Immunodeficiency 44D81.9

Immunodeficiency-44 is an autosomal recessive primary immunodeficiency characterized in some patients by increased susceptibility to viral infections and adverse multisystemic responses to vaccination. Affected individuals appear to have defects in mitochondrial fission and fusion.

In five affected members of a consanguineous relationship with IMD44, Hambleton et al (2013) identified a homozygous splice site mutation in the STAT2 gene (600556.0001). No STAT2 protein was detectable in patient fibroblasts. In vitro studies of patient fibroblasts showed increased susceptibility to viral infection and complete failure of type I interferon response.

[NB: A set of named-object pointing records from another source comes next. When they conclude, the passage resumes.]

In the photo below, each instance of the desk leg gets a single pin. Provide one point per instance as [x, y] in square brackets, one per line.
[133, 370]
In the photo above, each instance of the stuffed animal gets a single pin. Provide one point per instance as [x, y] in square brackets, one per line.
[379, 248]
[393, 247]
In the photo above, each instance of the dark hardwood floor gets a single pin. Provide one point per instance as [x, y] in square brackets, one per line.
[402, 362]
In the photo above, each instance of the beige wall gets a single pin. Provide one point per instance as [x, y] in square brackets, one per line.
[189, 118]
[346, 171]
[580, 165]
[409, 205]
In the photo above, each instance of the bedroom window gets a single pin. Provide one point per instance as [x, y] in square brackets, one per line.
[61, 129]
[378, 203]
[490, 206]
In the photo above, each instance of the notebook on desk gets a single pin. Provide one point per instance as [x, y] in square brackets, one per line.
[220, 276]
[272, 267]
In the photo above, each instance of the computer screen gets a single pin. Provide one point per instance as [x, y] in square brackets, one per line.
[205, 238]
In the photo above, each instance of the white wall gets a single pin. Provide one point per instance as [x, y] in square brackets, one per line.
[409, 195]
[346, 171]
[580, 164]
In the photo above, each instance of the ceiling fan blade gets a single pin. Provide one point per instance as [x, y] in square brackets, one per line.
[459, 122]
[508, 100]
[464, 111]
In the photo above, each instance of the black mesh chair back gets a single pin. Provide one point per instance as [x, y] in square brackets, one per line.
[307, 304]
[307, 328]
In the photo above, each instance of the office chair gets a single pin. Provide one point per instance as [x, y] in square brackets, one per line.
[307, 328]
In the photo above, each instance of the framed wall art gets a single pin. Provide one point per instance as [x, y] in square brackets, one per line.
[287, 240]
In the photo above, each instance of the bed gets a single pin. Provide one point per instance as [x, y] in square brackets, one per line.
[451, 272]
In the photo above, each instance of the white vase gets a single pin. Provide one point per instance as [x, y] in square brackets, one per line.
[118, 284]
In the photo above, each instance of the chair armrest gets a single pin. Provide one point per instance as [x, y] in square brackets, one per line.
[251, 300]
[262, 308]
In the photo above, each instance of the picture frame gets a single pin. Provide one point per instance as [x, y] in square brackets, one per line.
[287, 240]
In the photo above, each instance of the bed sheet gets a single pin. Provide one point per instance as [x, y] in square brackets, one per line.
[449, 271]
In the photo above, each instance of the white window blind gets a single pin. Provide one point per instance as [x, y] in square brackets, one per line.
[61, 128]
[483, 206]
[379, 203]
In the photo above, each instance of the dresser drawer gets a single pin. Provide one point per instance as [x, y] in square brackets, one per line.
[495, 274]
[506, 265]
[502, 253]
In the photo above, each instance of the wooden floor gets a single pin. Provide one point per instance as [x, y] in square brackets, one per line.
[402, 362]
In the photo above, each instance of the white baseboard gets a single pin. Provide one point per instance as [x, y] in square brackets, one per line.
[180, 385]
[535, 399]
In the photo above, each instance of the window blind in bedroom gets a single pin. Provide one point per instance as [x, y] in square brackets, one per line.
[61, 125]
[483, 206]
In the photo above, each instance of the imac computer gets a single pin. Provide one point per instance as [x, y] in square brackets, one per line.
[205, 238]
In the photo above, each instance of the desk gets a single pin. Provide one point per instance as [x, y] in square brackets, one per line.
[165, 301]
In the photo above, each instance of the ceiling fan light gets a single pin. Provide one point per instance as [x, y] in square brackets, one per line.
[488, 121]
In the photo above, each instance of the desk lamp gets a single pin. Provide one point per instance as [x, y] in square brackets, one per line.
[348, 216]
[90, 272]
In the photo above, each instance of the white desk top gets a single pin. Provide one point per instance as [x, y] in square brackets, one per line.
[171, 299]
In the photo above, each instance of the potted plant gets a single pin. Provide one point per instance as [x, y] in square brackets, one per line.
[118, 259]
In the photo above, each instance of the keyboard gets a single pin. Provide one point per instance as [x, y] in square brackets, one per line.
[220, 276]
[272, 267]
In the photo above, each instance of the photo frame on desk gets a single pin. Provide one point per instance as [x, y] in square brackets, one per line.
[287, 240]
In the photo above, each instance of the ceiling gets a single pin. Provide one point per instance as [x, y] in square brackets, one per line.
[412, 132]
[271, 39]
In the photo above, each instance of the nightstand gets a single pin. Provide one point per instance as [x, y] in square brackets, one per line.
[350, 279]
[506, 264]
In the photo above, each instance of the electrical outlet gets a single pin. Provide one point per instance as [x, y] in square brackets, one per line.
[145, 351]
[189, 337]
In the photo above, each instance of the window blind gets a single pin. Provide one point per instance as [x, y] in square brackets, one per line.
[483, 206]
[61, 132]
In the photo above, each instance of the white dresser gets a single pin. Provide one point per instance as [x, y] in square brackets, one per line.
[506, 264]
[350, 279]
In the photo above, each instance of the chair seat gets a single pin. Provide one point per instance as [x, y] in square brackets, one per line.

In two siblings with IMD44, Shahni et al (2015) identified a homozygous nonsense mutation in the STAT2 gene (C612X; 600556.0002). The mutation, found by a combination of homozygosity mapping and whole-exome sequencing, segregates with the disorder in the family. The patient's skeletal muscle and fibroblasts exhibited dense, elongated mitochondria. Knockdown of STAT2 in control cells resulted in a fourfold increase in mitochondrial length. The patient's fibroblasts exhibited undetectable STAT2 protein levels. Furthermore, increased levels of several outer and inner mitochondrial membrane fusion proteins were detectable, such as MFN1 (608506), MFN2 (608507), and OPA1 (605290), consistent with an increase in mitochondrial mass. Phosphorylation of STAT1 (600555) was also impaired, confirming disruption of the alpha-interferon pathway. STAT2-deficient patient cells showed decreased apoptosis in response to alpha-interferon compared with control subjects. The report suggests a link between innate immunity and mitochondrial dysfunction.

1. Hambleton Set al.(2013) STAT2 deficiency and susceptibility to viral illness in humans. Proc Nat Acad Sci 110: 3053-3058.
2. Shahni R et al. (2015) Signal transducer and activator of transcription 2 deficiency is a novel disorder of mitochondrial fission. Brain 138: 2834-2846.